3 edition of Effectiveness and efficiency of agglomerative hierarchic clustering in document retrieval found in the catalog.
Thesis (Ph. D.)--Cornell University, 1986Bibliography: p. 169-177Photocopy of typescript. Ann Arbor, Mich. : UMI Dissertation Information Service, 1989. 22 cm
|The Physical Object|
|Pagination||xvi, 71 p. :|
|Number of Pages||92|
nodata File Size: 5MB.
Gordon MD 1991 User-based clustering by redescribing subject descriptors with a genetic algorithm. In: Proceedings of the 19th annual ACM SIGIR conference, Zurich, Switzerland, 18—22 August 1996, pp 4—11• Grouper  adopts a phrase-analysis algorithm called Suffix Tree Clustering STC, in which snippets sharing the same sequence of words are grouped together. Montreal, 5—7 June 1985, pp 197—203 Cite this article Tombros, A. Xu J, Croft WB 1996 Query expansion using local and global document analysis.
Zeng  re-formalizes the clustering problem as a salient phrase ranking problem. For web page clustering, some of the previous works have adapted K-means and agglomerative hierarchical clustering algorithm [10,12,13,17].
Suffix trees have been studied and used extensively in fundamental string problems such as large volumes of biological sequence data searching , approximate string matches  and text features extraction in spam email classification . Some widely used similarity measures are the cosine coefficient which gives the cosine of the angle between the two featured vectors, the Jaccard coefficients, Euclidean and Pearson Correlation and the dice coefficients all normalised.
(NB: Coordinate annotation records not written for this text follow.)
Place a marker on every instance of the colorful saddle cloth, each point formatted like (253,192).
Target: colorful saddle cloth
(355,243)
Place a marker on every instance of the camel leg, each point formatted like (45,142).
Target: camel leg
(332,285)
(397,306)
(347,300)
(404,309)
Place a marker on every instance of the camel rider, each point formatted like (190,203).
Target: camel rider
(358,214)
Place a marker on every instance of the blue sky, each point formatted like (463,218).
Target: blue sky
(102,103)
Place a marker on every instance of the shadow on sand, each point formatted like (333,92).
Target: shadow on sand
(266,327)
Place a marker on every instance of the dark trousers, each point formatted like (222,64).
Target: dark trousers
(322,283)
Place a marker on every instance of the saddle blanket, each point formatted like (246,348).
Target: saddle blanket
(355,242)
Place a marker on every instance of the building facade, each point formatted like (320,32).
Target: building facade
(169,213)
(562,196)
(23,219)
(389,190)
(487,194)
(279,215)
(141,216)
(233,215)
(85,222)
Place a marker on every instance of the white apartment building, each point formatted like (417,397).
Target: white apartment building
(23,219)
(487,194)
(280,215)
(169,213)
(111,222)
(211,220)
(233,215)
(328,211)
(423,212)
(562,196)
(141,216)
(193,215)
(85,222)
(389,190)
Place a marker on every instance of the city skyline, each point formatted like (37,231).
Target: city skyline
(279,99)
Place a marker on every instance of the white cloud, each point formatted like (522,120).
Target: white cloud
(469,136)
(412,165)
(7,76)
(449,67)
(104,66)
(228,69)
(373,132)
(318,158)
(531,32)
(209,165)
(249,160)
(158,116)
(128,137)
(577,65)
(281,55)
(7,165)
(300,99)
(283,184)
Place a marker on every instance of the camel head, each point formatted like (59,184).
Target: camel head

All the relationships are analysed in the hierarchical algorithms which tend to be costly in terms of time and processing power.
The motivation of this paper is to explain the need of clustering in retrieving efficient information that closely associates documents which are relevant to the same query.
The first problem is finding the similarity among data. Phase 2: condense into desirable length by building a smaller CF tree. The application of document clustering can be categorized to two types, online and offline.
Preece SE 1973 Clustering as an output option. PhD thesis, University of Cambridge, October 1978. In this algorithm, at first a random data item is selected and its neighborhood is investigated to determine whether it has an acceptable number of data points. The disadvantage of partitional algorithm is that the initial choice of clusters is arbitrary and does not necessarily comprise all the actual groups that exist within a data set.
The hierarchical algorithms can be further divided into agglomerative approach and divisive approach. or its licensors or contributors. Moreover, these algorithms will yield inconsistent results. We can start with vector space model VSMwhich represents a document as a vector of the terms that appear in all the document set.
Jansen BJ, Spink A, Saracevic T 2000 Real life, real users, and real needs: a study and analysis of users on the web.